Suddenly a scream rose shrill above all the din around him. For a moment the birds hung hovering, and then Nod perceived one of the biggest of the eagles struggling in mid-air with something stretched and wrestling upon its back. It was a Man of the Mountains floating there in space, while the maddened eagle rose and fell, and poised itself, and shook and beat its wings, vainly striving to tear him off. And now many other of the eagles wheeled off from the Mulgars and swept in frenzy to and fro over this struggling horse and rider, darting upon them, beating the dying Mulgar with their wings, screaming their war-song, until at last, gradually, lower and lower they all sank out of the moonlight into the shadow of the valley, and were lost to sight. The few birds that remained were soon beaten off. Five lay dead in their beautiful feathers on the pass. And the breathless and bleeding Mulgars gathered together on this narrow shelf of the precipice to bind up their wounds and rest and eat. But three of them were nowhere to be found. They made no answer, though their friends called and called, again and again, in their shrill reedy voices. For one in fighting had stumbled and toppled over, torch in hand, from the path, one had been slit up by an eagle's claw, and one had been carried off by the eagles.


CHAPTER XVI

And now that the moon was near her setting, dark grew the air. The Men of the Mountains had at last ceased to call their lost companions, and on either side of the path were breaking up their faggots and building fires, leaving two wide spaces beneath the beetling rock for their encampment between the fires. Nod, sitting beside Thimble's litter, watched them for some time, and presently he fancied he heard a distant howling, not from the darkness below, but seemingly from the heights above the Mulgar-pass. He rose and limped along to Ghibba, who was busy about the fires. "Why are you heaping up such large fires?" he said, "and whose, Man of the Mountains, are those howlings I heard from the mountain-tops?"

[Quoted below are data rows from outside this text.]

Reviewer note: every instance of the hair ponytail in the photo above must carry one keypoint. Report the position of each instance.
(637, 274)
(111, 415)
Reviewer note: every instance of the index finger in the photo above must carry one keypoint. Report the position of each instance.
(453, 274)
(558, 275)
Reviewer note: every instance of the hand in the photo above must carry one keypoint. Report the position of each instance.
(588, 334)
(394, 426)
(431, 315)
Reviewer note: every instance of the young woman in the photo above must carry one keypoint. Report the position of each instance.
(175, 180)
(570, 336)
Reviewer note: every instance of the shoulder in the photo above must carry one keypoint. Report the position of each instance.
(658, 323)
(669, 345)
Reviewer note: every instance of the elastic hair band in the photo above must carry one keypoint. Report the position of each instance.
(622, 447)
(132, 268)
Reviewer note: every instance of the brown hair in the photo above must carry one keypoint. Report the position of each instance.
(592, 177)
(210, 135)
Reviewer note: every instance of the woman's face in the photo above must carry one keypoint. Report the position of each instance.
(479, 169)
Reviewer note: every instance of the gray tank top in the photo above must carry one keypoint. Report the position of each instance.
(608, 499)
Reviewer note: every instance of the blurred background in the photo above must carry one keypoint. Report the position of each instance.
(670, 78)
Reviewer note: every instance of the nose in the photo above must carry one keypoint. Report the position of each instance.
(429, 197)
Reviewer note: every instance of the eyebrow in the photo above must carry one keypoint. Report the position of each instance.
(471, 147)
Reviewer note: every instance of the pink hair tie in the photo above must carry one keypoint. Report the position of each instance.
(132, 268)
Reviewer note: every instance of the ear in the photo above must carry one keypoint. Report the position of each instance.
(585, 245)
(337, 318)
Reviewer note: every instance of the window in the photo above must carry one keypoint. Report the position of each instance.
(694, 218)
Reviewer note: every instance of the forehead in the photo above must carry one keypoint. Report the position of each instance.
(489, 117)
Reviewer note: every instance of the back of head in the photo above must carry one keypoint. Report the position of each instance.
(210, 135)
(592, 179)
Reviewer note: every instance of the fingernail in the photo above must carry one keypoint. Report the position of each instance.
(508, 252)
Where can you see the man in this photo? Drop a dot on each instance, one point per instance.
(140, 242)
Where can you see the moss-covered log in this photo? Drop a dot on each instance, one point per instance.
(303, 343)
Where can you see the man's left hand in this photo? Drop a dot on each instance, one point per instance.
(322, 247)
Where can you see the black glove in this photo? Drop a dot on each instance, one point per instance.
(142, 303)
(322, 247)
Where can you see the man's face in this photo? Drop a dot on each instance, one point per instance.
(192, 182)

Ghibba's face was scorched and bleeding; one of his long eyebrows was nearly torn off. "The fires and the howls are cousins, little Mulgar," he said. "The screams of the golden-folk have roused the wolves, and if we do not light big fires they will come down in packs along their secret paths to devour us. It is a good thing to fight bravely, but it's a better not to have to fight at all."

Nod came back and told this news to Thumb, who was sitting with a great strip of his jacket bound round his head like a Turk's turban. "It is good news, brother," he said—"it is good news. What stories we shall have to tell when we are old!"

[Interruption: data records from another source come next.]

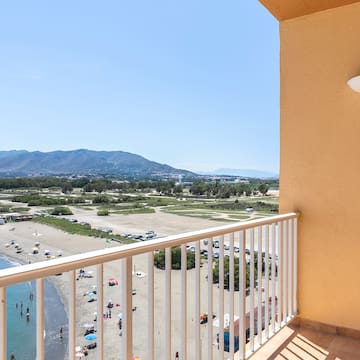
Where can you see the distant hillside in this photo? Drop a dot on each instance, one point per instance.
(81, 162)
(242, 172)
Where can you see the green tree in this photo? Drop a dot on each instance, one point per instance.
(61, 210)
(264, 188)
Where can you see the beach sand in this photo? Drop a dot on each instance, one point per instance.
(27, 233)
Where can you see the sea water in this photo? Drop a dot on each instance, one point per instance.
(21, 333)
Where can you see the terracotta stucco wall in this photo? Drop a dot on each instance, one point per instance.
(320, 159)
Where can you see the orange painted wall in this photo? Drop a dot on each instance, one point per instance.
(320, 159)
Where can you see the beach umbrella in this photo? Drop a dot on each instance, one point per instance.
(90, 337)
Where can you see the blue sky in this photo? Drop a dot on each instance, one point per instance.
(194, 84)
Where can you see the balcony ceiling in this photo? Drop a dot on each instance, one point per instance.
(288, 9)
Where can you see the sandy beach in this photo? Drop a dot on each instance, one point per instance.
(27, 233)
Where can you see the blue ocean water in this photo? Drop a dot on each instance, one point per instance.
(21, 339)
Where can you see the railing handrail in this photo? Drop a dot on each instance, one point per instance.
(28, 272)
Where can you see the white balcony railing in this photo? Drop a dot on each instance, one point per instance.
(259, 309)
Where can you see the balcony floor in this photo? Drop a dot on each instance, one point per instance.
(294, 343)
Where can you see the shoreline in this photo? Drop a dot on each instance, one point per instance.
(52, 300)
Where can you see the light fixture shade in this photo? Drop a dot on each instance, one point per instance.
(354, 83)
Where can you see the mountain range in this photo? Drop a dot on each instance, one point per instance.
(82, 162)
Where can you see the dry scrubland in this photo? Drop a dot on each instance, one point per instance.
(163, 223)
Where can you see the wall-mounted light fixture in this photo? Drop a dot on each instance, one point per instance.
(354, 83)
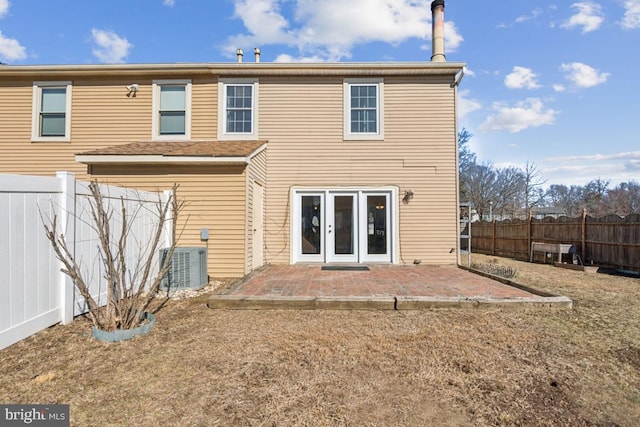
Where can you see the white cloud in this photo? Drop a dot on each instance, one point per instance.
(523, 115)
(4, 7)
(589, 16)
(110, 47)
(521, 78)
(534, 14)
(617, 167)
(466, 105)
(11, 49)
(583, 75)
(327, 30)
(631, 18)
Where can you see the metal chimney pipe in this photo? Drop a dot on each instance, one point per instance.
(437, 31)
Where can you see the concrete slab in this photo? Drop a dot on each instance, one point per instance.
(231, 302)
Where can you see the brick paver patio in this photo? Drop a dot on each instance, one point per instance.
(380, 280)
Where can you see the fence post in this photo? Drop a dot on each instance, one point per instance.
(583, 233)
(67, 217)
(529, 249)
(493, 238)
(169, 221)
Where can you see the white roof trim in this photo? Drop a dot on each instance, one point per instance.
(158, 159)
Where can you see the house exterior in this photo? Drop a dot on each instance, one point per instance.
(282, 163)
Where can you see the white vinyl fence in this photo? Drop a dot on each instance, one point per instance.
(34, 293)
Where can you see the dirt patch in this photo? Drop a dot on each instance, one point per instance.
(339, 368)
(630, 355)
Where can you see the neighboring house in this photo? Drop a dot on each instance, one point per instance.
(283, 163)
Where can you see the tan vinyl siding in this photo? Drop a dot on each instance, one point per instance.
(204, 111)
(257, 171)
(215, 199)
(102, 115)
(301, 117)
(420, 131)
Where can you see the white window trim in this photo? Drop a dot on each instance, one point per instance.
(223, 135)
(35, 119)
(363, 136)
(295, 255)
(155, 120)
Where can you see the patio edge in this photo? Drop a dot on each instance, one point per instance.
(229, 302)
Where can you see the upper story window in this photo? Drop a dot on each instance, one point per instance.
(171, 109)
(238, 111)
(51, 111)
(363, 109)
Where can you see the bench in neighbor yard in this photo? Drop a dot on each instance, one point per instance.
(554, 248)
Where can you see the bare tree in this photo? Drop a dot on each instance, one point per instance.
(509, 181)
(466, 160)
(480, 187)
(131, 287)
(532, 187)
(623, 200)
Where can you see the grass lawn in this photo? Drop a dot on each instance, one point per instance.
(441, 367)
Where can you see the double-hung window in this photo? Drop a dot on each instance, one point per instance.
(51, 111)
(171, 109)
(238, 109)
(363, 107)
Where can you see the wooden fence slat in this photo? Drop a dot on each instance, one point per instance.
(611, 241)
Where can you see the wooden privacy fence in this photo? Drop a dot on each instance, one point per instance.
(608, 241)
(34, 293)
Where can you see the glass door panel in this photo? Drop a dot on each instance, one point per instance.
(341, 228)
(311, 236)
(378, 239)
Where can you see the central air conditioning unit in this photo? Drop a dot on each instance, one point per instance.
(188, 268)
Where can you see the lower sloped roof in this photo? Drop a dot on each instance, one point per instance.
(174, 152)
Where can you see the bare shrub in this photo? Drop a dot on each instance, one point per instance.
(492, 267)
(131, 286)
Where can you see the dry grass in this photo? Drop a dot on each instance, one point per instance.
(333, 368)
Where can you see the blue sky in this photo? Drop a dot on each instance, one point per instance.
(552, 83)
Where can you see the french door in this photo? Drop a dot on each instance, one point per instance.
(342, 226)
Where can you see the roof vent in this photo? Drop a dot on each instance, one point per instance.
(437, 31)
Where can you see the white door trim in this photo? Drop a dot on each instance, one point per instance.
(392, 226)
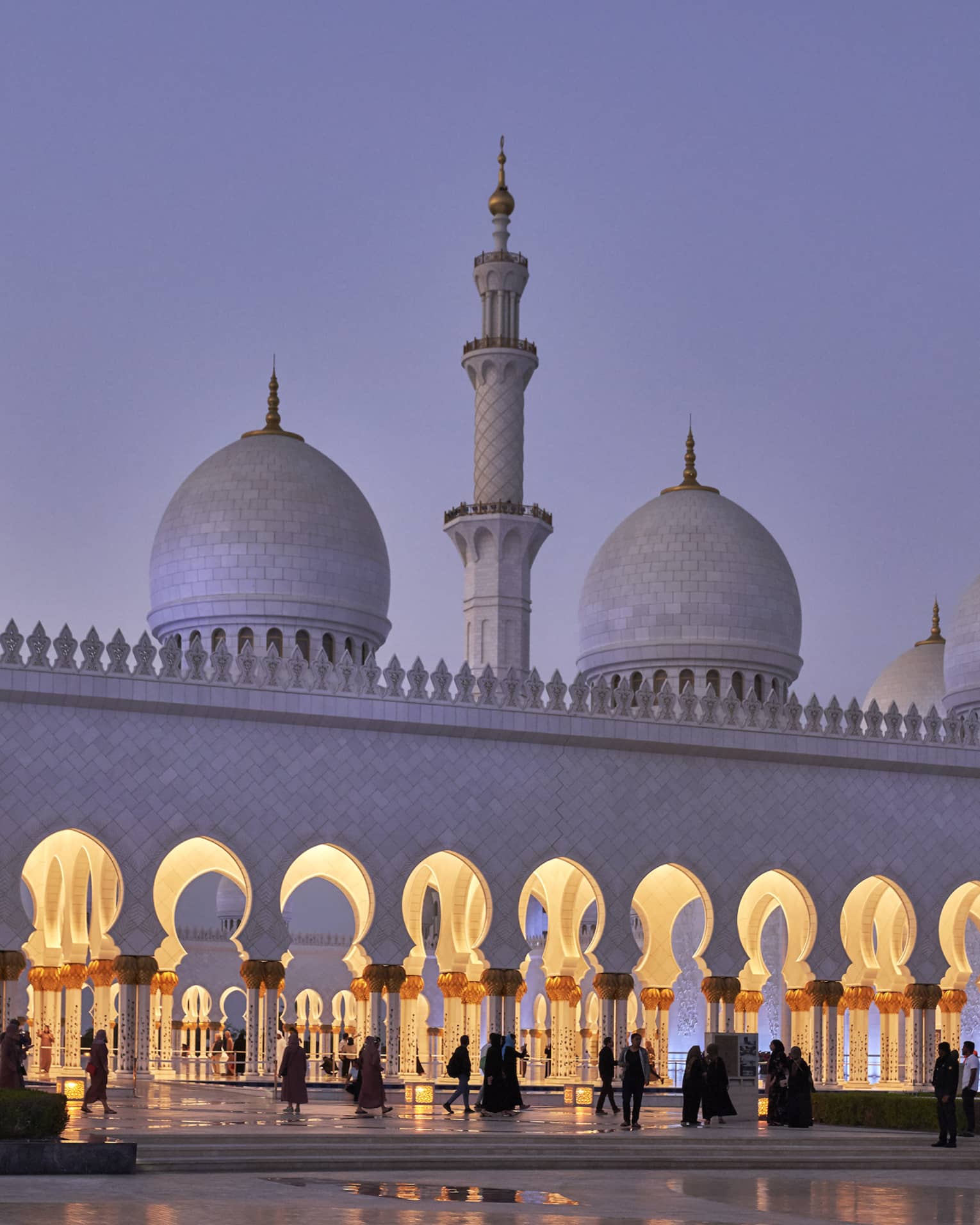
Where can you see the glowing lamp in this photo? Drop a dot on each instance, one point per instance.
(71, 1088)
(578, 1094)
(420, 1093)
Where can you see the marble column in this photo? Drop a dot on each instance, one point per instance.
(473, 996)
(951, 1010)
(858, 1001)
(168, 983)
(362, 994)
(274, 978)
(890, 1005)
(747, 1005)
(13, 964)
(452, 984)
(72, 976)
(502, 988)
(396, 979)
(409, 991)
(924, 999)
(800, 1006)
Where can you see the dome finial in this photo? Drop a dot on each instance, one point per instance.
(690, 471)
(272, 413)
(936, 636)
(502, 202)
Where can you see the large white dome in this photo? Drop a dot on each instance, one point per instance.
(691, 582)
(272, 536)
(963, 654)
(915, 677)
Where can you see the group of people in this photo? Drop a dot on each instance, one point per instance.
(789, 1085)
(228, 1054)
(949, 1077)
(500, 1087)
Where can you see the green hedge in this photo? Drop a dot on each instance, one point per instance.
(901, 1112)
(29, 1115)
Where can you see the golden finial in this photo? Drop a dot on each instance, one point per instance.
(936, 636)
(690, 471)
(272, 415)
(502, 202)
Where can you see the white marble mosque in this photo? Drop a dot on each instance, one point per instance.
(667, 837)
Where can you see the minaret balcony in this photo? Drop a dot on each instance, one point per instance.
(535, 511)
(499, 342)
(502, 258)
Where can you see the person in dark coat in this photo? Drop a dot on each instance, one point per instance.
(98, 1074)
(293, 1072)
(799, 1090)
(777, 1083)
(945, 1085)
(715, 1101)
(240, 1053)
(10, 1058)
(461, 1067)
(494, 1099)
(607, 1071)
(692, 1087)
(509, 1053)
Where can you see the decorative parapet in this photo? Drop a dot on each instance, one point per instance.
(502, 258)
(535, 511)
(499, 342)
(514, 691)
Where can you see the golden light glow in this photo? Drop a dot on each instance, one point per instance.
(72, 1089)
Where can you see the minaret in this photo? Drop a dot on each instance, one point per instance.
(496, 534)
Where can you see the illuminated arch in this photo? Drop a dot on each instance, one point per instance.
(464, 913)
(770, 891)
(338, 867)
(658, 901)
(185, 863)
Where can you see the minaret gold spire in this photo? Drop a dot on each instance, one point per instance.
(502, 202)
(272, 415)
(690, 471)
(936, 636)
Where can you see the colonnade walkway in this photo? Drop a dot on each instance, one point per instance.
(183, 1127)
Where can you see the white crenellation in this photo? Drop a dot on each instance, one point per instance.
(348, 679)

"But two of the hairy ones are dead," said Nod, "and one is slipping, they say, from his second sleep."

"Then," said Thumb, looking softly over the valley, "they need fight no more."

Nod sat down again beside Thimble's litter and touched his hand. It was dry and burning hot. He heard him gabbling, gabbling on and on to himself, and every now and again he would start up and gaze fixedly into the night. "No, Thimble, no," Nod would say. "Lie back, my brother. It is neither the Harp-strings nor our father's Zevveras; it is only the little mountain-wolves barking at the icicles."